Im Gegenteil: Mittlerweile ist die Kultur- und Kreativwirtschaft viel zu wichtig geworden: wirtschaftlich stark mit einem jungen, attraktiven Berufsbild und einem starken Versprechen für die Zukunft: Niemand kann auf die Innovationskraft und die ökonomische Power im aktuellen Strukturwandel verzichten, das wäre einfach großer Blödsinn, das kann sich Baden-Württemberg schlicht und ergreifend nicht leisten.
Im Filmbereich gibt es ein relativ festes Band zum Südwestrundfunk. Im Pop jedoch scheinen sich zwei Welten gegenläufig zu bewegen – die SWR-Formate wirken immer enger, die Popförderung agiert gewollt innovativ und längerfristig. Ist das so? Und welche Auswirkungen hat dies aus Ihrer Sicht?
Wir pflegen ein sehr freundschaftliches und intensives Verhältnis mit dem SWR. Der SWR hat einen Kulturauftrag und die Entscheider sind sich ihrer kulturpolitischen Verantwortung fürs Land sehr bewusst. So ist der SWR Mitgesellschafter der Medien- und Filmgesellschaft Baden-Württemberg und bei der Popakademie. Der SWR ist unverzichtbarer Bestandteil der Donaueschinger Musiktage und beim Haus des Dokumentarfilms sowie bei vielen weiteren Einrichtungen und Veranstaltungen. Und hier treffen wir uns: Den bei den derzeitigen finanziellen Spielräumen brauchen wir uns gegenseitig. Die verlässliche Partnerschaft ist keine hohle Phrase. Jetzt freuen wir uns, wenn die Popkultur aus dem Länd auch vermehrt im öffentlich-rechtlichen Radio hören können.

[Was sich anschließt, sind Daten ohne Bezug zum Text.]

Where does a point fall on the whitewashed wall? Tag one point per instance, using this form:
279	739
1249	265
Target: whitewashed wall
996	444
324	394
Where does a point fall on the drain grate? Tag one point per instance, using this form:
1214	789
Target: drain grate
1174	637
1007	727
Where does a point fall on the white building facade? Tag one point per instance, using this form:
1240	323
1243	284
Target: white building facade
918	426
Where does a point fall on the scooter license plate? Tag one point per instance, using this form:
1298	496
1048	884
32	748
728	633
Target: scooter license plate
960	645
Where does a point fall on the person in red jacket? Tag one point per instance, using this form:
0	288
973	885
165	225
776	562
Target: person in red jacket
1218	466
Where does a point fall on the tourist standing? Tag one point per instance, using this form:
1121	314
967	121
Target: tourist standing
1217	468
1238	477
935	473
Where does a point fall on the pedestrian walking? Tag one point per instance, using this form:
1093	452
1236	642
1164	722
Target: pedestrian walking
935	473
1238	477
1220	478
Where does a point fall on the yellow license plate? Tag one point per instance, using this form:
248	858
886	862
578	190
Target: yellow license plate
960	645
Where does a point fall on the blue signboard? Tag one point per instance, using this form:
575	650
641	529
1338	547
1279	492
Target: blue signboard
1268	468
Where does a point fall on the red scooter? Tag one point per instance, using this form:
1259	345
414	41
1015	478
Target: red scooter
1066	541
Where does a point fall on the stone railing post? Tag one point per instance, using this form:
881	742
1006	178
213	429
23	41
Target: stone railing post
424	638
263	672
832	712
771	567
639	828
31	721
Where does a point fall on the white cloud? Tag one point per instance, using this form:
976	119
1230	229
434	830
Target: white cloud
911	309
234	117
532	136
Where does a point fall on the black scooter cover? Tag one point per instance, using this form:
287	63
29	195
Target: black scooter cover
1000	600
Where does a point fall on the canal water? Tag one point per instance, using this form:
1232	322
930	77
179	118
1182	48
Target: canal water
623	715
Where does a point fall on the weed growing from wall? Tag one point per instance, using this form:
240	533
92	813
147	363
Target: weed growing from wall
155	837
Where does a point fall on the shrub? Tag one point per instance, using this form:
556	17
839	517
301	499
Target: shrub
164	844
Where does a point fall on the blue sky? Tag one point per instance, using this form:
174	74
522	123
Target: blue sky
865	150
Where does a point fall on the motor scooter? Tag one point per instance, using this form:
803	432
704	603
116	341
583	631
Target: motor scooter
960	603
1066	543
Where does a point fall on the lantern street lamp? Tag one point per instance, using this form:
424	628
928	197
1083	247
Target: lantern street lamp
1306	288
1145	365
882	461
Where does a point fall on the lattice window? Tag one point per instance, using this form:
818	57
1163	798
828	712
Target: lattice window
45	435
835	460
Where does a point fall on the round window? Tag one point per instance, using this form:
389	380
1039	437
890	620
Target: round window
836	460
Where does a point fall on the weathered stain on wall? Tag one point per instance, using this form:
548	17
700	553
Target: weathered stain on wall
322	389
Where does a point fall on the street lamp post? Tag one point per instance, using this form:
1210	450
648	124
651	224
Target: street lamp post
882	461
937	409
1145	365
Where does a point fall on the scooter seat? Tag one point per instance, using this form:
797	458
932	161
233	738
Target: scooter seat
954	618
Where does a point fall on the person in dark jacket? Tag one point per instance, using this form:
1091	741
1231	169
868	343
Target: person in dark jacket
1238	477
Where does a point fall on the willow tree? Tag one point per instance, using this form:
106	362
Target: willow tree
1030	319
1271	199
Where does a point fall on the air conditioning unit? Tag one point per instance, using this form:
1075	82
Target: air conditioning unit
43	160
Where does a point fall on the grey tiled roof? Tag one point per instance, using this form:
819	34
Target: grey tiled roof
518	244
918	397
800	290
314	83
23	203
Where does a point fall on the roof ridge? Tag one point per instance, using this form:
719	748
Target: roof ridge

Ziele sind immer gut. Was also sind aus Ihrer Sicht die nächsten notwendigen Schritte in Baden-Württemberg in Sachen Kreativwirtschaft?
Ziel ist das, was Baden-Württemberg auch an anderen Stellen noch stärken vorantreiben muss: Wir sind ein Top-Ausbildungsstandort, aber wir müssen auch im Kreativbereich noch attraktiver werden für junge Gründer und Gründerinnen und für‘s Unternehmertum. Das Pop- und Filmländ entwickelt sich - und zwar mit einer großen Dynamik, und ich vertraue hier voll und ganz auf die kommenden Talente, denn eines haben wir schon oft bewiesen: Uns fällt immer etwas ein.
Werdegang
Arne Braun, geboren am 11. Mai 1965, war von 1992 bis 2007 Chefredakteur des Stuttgarter Stadtmagazins LIFT. Braun war von 2007 bis 2011 Berater und einer der Pressesprecher der Fraktion Grüne im Landtag Baden-Württemberg. Mit der Wahl von Winfried Kretschmann zum Ministerpräsidenten 2011 wechselte Braun als stellvertretender Regierungssprecher ins Staatsministerium. Außerdem war er seit 2013 für das Kulturprogramm im Park des Regierungssitzes Villa Reitzenstein verantwortlich. Von Mai 2021 an war er Regierungssprecher der Landesregierung von Baden-Württemberg.
Staatssekretär
Seit Februar 2023 ist Arne Braun Staatssekretär im Ministerium für Wissenschaft, Forschung und Kunst. Ministerin im MWK ist Petra Olschowski (Grüne).